Thrombocytopenia is generally reversible and is usually managed by reducing the dose or temporarily withholding Jakavi (see sections 4.2 and 4.8). However, platelet transfusions may be required as clinically indicated.

Patients developing anaemia may require blood transfusions. Dose modifications or interruption for patients developing anaemia may also need to be considered.

Patients with a haemoglobin level below 10.0 g/dl at the beginning of the treatment have a higher risk of developing a haemoglobin level below 8.0 g/dl during treatment compared to patients with a higher baseline haemoglobin level (79.3% versus 30.1%). More frequent monitoring of haematology parameters and of clinical signs and symptoms of Jakavi-related adverse drug reactions is recommended for patients with baseline haemoglobin below 10.0 g/dl.
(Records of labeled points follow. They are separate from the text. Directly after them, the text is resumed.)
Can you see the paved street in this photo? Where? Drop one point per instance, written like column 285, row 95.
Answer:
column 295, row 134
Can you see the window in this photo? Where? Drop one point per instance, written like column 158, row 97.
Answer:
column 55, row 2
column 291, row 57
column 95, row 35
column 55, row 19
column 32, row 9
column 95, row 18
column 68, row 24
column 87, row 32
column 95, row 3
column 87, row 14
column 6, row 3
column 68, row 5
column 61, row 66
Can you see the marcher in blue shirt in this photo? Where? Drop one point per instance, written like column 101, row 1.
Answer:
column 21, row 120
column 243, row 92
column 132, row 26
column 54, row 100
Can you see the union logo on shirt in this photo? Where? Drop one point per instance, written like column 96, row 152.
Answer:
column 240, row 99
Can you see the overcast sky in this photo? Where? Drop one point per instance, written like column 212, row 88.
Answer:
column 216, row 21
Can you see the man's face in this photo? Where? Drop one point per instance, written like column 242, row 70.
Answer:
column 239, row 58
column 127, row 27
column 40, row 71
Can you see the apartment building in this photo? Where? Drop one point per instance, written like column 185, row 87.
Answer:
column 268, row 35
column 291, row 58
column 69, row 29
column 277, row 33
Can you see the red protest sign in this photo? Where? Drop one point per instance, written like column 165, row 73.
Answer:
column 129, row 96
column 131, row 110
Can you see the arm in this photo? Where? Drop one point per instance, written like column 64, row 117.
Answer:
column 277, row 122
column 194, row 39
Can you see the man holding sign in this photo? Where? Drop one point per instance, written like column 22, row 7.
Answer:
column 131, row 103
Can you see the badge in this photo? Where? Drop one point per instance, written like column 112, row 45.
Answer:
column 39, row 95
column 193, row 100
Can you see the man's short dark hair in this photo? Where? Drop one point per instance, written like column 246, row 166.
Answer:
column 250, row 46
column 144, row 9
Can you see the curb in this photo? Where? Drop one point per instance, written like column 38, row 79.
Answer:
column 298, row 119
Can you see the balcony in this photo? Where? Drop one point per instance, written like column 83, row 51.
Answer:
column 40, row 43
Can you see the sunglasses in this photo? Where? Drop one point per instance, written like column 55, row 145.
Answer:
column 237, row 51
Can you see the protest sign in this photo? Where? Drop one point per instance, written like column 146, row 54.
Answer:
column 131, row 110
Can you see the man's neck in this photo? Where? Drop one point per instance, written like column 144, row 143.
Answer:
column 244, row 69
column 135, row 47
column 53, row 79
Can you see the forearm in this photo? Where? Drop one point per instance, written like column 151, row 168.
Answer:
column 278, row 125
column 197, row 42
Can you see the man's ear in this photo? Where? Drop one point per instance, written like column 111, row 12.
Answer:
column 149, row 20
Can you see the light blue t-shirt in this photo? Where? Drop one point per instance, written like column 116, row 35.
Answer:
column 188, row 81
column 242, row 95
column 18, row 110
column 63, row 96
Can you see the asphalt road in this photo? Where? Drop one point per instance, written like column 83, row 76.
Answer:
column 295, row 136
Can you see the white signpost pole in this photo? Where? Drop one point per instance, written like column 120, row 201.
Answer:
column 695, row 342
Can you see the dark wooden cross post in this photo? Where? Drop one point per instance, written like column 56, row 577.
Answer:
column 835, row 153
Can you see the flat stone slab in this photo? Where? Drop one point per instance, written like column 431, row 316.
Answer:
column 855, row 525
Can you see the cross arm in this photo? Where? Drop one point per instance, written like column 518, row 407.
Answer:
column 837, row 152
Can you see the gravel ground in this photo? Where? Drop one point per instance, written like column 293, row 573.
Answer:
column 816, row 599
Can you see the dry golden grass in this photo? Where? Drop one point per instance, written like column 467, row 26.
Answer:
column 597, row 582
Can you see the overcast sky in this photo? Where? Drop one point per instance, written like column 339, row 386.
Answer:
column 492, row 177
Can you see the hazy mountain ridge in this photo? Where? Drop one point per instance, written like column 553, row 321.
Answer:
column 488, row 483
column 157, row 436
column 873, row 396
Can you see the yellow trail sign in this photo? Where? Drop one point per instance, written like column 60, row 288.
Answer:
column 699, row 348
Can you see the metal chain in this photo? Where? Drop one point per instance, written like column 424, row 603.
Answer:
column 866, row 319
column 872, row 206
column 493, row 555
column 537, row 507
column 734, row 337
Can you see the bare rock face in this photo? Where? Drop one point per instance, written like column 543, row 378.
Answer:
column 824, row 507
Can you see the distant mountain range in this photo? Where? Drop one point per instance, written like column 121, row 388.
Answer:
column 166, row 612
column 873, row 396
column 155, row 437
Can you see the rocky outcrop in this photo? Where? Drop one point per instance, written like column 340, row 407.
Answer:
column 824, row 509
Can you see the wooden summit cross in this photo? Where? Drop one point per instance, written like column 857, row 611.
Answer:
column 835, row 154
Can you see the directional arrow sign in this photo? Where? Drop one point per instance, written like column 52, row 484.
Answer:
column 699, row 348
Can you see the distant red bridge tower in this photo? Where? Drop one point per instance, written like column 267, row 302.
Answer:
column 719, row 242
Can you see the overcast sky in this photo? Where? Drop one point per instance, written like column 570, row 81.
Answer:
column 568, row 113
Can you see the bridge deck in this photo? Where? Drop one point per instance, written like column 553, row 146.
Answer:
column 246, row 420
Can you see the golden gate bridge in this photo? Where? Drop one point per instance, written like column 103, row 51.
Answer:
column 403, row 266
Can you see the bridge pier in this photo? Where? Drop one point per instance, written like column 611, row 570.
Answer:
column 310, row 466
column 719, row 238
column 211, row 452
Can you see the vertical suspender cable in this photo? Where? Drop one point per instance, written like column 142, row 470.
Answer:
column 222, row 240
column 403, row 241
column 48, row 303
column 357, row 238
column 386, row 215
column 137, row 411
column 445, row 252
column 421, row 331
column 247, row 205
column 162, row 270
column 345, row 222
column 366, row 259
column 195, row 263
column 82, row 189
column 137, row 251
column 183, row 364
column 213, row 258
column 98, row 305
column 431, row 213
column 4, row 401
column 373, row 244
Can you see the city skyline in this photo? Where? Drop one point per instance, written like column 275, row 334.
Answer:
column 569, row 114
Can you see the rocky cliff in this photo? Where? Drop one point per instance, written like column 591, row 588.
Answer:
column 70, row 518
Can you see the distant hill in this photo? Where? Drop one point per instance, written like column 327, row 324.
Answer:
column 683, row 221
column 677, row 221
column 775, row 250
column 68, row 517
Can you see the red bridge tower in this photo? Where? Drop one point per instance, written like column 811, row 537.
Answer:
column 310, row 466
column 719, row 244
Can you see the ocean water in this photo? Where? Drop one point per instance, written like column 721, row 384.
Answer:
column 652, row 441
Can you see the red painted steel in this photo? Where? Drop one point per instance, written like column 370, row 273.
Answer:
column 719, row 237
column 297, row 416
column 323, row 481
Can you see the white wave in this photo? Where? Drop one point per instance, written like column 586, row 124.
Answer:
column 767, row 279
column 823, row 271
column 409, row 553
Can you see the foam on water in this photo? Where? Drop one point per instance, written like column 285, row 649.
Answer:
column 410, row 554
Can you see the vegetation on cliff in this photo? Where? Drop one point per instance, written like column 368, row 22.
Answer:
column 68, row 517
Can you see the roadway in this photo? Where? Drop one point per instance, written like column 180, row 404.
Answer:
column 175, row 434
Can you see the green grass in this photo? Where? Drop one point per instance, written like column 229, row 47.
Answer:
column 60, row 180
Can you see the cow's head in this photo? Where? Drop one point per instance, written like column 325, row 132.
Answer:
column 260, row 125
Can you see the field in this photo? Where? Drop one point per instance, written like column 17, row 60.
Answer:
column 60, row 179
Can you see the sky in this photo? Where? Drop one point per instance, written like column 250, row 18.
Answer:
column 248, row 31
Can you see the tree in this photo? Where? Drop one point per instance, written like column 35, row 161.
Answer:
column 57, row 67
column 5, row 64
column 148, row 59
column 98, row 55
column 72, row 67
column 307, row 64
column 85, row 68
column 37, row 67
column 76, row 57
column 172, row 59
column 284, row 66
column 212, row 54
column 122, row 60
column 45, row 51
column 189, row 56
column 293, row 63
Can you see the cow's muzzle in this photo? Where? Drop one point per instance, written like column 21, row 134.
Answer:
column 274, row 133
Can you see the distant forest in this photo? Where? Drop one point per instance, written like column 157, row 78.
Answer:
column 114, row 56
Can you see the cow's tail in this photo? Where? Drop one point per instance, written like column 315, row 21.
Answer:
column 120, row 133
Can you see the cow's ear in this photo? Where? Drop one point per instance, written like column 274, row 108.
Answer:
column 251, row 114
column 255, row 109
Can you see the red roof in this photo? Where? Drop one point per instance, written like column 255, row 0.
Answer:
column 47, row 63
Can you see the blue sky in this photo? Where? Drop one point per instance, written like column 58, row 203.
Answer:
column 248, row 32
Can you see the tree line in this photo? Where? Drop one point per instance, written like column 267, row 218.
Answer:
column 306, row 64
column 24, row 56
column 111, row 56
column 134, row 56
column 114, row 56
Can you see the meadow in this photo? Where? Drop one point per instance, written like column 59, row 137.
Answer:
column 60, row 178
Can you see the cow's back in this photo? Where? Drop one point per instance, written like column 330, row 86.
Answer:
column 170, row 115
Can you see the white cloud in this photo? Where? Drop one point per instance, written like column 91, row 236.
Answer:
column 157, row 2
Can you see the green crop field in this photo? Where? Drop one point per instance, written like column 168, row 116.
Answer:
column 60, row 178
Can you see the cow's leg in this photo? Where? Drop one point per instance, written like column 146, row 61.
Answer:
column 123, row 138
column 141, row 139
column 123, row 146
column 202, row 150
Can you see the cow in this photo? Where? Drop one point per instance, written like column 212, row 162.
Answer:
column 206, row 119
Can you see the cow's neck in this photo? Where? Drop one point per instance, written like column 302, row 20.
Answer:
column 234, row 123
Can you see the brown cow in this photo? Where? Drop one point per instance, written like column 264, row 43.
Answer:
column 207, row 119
Neutropenia (absolute neutrophil count <500) was generally reversible and was managed by temporarily withholding Jakavi (see sections 4.2 and 4.8).

Complete blood counts should be monitored as clinically indicated and dose adjusted as required (see sections 4.2 and 4.8).

Infections

Serious bacterial, mycobacterial, fungal, viral and other opportunistic infections have occurred in patients treated with Jakavi. Patients should be assessed for the risk of developing serious infections. Physicians should carefully observe patients receiving Jakavi for signs and symptoms of infections and initiate appropriate treatment promptly. Treatment with Jakavi should not be started until active serious infections have resolved.

Tuberculosis has been reported in patients receiving Jakavi. Before starting treatment, patients should be evaluated for active and inactive (“latent”) tuberculosis, as per local recommendations. This can include medical history, possible previous contact with tuberculosis, and/or appropriate screening such as lung x-ray, tuberculin test and/or interferon-gamma release assay, as applicable. Prescribers are reminded of the risk of false negative tuberculin skin test results, especially in patients who are severely ill or immunocompromised.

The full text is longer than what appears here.